State Democratic Party Chairwoman Anderson Clayton countered that Robinson’s nomination and the state GOP’s direction overall emboldens her party’s base and helps attract the kind of swing voters who twice elected Cooper.

“We still care about what our state reputation is, and you’re not going to go embarrassing us,” she said.

Beyond policy and party differences, Stein and Robinson have distinctly different biographies.

Before 2018, Robinson’s political activity consisted of voting and unvarnished Facebook posts. Then he gave an intense speech at a Greensboro City Council meeting, chiding his hometown politicians for considering tighter gun restrictions.

“I am the majority!” he declared. It went viral online and propelled him into the lieutenant governor’s race two years later.

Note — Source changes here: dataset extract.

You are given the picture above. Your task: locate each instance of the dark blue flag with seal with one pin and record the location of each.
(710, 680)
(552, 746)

Robinson tells a bootstrap story of growing up poor, losing manufacturing jobs and enduring bankruptcy. His version obscures details of his financial history, which includes an ongoing inquiry into a nonprofit that his wife started in 2015. But it gives him an everyman pitch that endears him, especially to conservative anti-establishment voters.

Stein, meanwhile, is a lawyer who holds multiple Ivy League degrees and served in the state Senate before winning two terms as attorney general. Democrats like Clayton argue that his time in that office helps him appeal to centrist voters and avoid being tagged as too liberal. But, at the least, Stein’s biography allows Robinson and Republicans to cast him as a typical Raleigh politician.


Associated Press reporter Thomas Beaumont contributed.